Speed, there is something about it. With every additional kilometre per hour, there’s a heightening of danger and a distillation of focus, an acceleration of heart rate, a quieting of thought. Dancing a little more closely with fate. We all know the feeling; it’s a bit of a drug.
Away from one’s own experience behind the wheel, speed captivates the cultural imagination in ways other measurements do not, be they lap or acceleration times, and for me Bugatti has proved as much yet again this month.
While I’m definitely besotted with our two cover cars and their staggering power outputs, individual or combined – can you imagine a paddock containing 1810 horses? – it’s the 490.48km/h kissed by a blistering Bugatti Chiron prototype at the 21km-long Ehra-Lessien test track in Germany, in August, that really has my fascination.
Basically Bugatti built a long-tail Chiron for the express purpose of being the first to break the 300mph (482km/h) barrier with what is ostensibly a car you can buy, numberplates and all.
Part of my curiosity with not only top speed in road cars, but this run in particular, is that it gives a so-called hypercar a reason to exist. Up until now, it was starting to feel like the only limits some of these new hypercars were pushing had to do with price and rarity. But the long-tail Chiron prototype has a point beyond just filling the VW Group’s coffers: as a machine built to expand the boundaries of engineering. Others should take note.

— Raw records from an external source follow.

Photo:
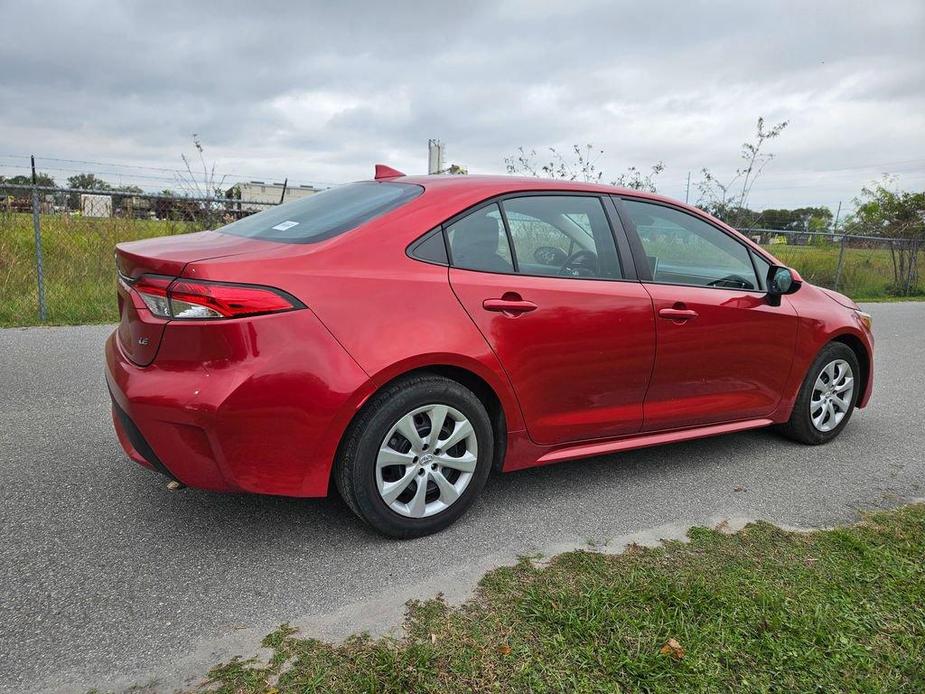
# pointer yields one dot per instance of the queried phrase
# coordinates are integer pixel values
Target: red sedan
(400, 338)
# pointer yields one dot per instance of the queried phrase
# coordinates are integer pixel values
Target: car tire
(816, 395)
(440, 484)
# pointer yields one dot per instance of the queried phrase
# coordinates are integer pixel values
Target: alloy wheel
(832, 395)
(426, 461)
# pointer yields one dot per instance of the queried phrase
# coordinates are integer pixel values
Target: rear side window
(562, 236)
(682, 249)
(479, 242)
(326, 214)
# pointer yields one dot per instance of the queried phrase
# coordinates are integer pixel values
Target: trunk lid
(140, 331)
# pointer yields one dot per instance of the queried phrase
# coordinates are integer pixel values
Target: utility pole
(434, 156)
(841, 251)
(37, 232)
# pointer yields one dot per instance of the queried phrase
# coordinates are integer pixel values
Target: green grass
(760, 610)
(80, 284)
(78, 263)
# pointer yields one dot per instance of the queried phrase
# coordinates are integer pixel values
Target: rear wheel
(416, 457)
(827, 397)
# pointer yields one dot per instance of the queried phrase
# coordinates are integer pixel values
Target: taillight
(186, 299)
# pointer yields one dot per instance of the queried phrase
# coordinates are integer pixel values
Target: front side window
(478, 242)
(682, 249)
(562, 236)
(326, 214)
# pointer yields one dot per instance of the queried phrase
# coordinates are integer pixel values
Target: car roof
(496, 185)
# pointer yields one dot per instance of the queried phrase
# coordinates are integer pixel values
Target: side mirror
(781, 280)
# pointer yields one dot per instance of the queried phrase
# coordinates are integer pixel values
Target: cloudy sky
(318, 93)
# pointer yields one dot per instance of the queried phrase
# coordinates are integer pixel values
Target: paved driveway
(108, 579)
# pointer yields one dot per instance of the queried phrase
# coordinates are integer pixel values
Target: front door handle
(679, 314)
(509, 306)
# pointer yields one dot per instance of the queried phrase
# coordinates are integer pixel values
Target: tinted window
(431, 248)
(562, 236)
(323, 215)
(683, 249)
(478, 242)
(763, 267)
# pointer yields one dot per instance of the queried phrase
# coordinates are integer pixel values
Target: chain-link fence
(56, 250)
(863, 267)
(56, 246)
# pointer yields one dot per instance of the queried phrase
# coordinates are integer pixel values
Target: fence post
(37, 231)
(841, 260)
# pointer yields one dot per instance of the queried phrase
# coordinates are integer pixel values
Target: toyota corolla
(400, 338)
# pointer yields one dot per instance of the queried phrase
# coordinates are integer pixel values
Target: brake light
(185, 299)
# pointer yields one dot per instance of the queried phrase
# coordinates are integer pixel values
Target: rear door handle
(680, 314)
(510, 307)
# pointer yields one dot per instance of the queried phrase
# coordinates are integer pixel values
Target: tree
(883, 211)
(729, 200)
(578, 165)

And it’s amazing to think of the speed attempt itself. Trees, behind guardrails, whipping past at velocities normally reserved for salt flats – 136 metres per second to be exact. Quad turbochargers, furiously whistling, cramming multiple atmospheres into 16 huge cylinders. The slippery body punching a hole into a thickening wall of air. The awesome centrifugal forces (5300g!) on the still-street-legal Michelin tyres, wanting to rip them apart – and what would happen if just one of hundreds of parts failed.
“I think most people have been 150 miles an hour (241km/h)sometime during their life,” explained test driver Wallace, 58, the man who set the production car record of 390km/h in a McLaren F1 in 1998 at this same track. “If you then add just another 30 to make it 180 (290km/h), that’s a whole different world. Then when you get to 200 (322km/h), it’s a lot faster than 180. So when you’re talking about 300 (483km/h), it’s a massive, massive step”.
I do guiltily enjoy that there was not a battery or electric motor in sight, save for the regular one powering the starter motor. It was purely on hydrocarbons this feat was achieved.
I also quite like that a top speed run seems to have garnered a fascination well beyond just car enthusiasts, especially in this age of speed being supposedly the root of all evil. The Chiron doing 490km/h seems to me a bit of a churlish record to break – but that it was by a bunch of serious, doctorate-educated German engineers, delights me all the more.
It’s a bit sad that Bugatti has said it will no longer gun for production car top speed records. With 490km/h, it is done. It’s now up to other brands to pick up the baton, and they should. Stunts like these not only generate credibility – they inspire. And inspiration has never been in stronger demand.